Taken just by themselves, the relief performances turned in by Ross Vance and B.J. Myers, who came on after just five combined outs from injured starters Michael Grove and Chad Donato, would support the contention of WVU's superior depth. The two relievers, both called on unexpectedly, performed at levels that WVU middle and long relievers haven't achieved in quite some time. Certainly their experience as starting pitchers helped them face the extended innings they pitched, but without them, the Mountaineers almost assuredly wouldn't be sitting at 2-0 and with the upper hand in Division I of the championship.
Even more importantly, WVU has had the best pitching by far through the first two days. The Mountaineers, led by Vance's 8.2 scoreless innings, have allowed just four runs. No other team has allowed fewer than ten. And while control was a bit of an issue in Thursday's win, which allowed Tech to climb back into the game on a couple of occasions, WVU simply isn't letting a lot of people on base. Oklahoma and Texas combined for just eight hits on Wednesday and Thursday -- the next lowest total is the Sooners' 16. Again, Vance was key in helping to build this stat, yielding only one hit in his 8.1 innings, but that's been the story from Myers and Blake Smith too. WVU's team ERA is 2.00, and foes are hitting just .145 against it. In a tournament where six teams are hitting .297 or better, and five are at .317 and above, those are monstrous numbers.
It's not just pitching, though, that has propelled Randy Mazey's squad to those two wins -- and to many more in the stretch that includes 16 wins in the last 19 games. While some hitters have been consistent throughout, there have been contributions up and down the lineup. And while everyone's not hitting .300 or mashing home runs, there's simply not a batting hole in the lineup.
Take, for instance, Thursday's 9-4 win over Texas Tech. Seven of West Virginia's nine starters in the batting order had hits, and every one of those scored at least one run. And it wasn't top-loaded either. The bottom three -- K.C. Huth, Kyle Gray and Jimmy Galusky, combined for four hits and a walk, and scored four runs. (Huth, by the way, is hitting .600 in the two games and has a 1.200 slugging percentage.) That complemented the top of the order, where Kyle Davis, who leads the tournament with seven RBI, and Jackson Cramer, who smashed a two-run homer, provided big hits.
"We might not have the most talent up and down the roster like some of the other teams, but we’re as deep as any team in the league," Davis said after the Tech win. "Every guy is so consistent and so hard working that sometimes that beats talent. I think it speaks volumes to BJ’s [Myers] character and Ross’ [Vance] character to be able to be called on in a win like that and be able to go out and start like they knew they were starting three days in advance. That is what we are about. It is all coming together right now and I wouldn’t want to be anywhere else than right here right now.”

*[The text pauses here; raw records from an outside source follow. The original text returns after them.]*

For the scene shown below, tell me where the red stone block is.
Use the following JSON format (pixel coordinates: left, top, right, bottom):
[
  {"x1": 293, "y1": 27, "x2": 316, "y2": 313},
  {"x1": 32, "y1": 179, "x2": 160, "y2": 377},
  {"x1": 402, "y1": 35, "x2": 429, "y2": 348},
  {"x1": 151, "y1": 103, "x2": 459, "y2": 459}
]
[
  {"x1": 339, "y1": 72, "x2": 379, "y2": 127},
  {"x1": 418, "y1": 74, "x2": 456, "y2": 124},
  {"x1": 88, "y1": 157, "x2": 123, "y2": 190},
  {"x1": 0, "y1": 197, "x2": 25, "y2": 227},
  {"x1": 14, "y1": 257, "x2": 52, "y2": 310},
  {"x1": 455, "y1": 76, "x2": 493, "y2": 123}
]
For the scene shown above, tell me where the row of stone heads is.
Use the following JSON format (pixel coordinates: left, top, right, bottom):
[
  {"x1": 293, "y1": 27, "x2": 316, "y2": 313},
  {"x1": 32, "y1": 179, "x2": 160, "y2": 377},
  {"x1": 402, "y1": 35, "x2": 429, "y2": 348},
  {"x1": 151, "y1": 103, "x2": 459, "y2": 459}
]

Add in the third element -- defense -- and WVU is coming up on top too. Although the Mountaineers, like most other teams, have battled the strong and tricky wind currents that swirl around Chickasaw Bricktown Ballpark, they have, for the most part, been excellent in the field. From cutting down runs at the plate to throwing out potential basestealers, West Virginia has made big throws. It has also made highlight reel catches, including back-to-back diving, sliding grabs by Huth and Gray that turned a potential four- or five-run Tech sixth inning into just a two-run rally. Those pivotal grabs kept WVU in the lead and set the stage for six runs in the Mountaineers' next two at-bats.
Put that all together, and West Virginia finds itself at the top of the fielding standings in the championship as well. WVU has committed just one error, not allowed a stolen base and turned a double play while compiling a .987 fielding percentage. That, by any definition, is winning baseball.
"They’re a lot of fun to be around. They work hard. They are loose," Mazey said. "They love each other. We have a great relationship between the players and the coaches. They all root for each other. As you know, some of the older guys who aren’t in the lineup now are cheering for the freshmen. Everybody knows they can be called on at any time to come in and help win a game. This is the epitome of what coaching is all about. I don’t want this season to end because I don’t want to stop coaching this group.”
If WVU continues to get the across the board performances like the ones it has received so far, that stop won't happen this week.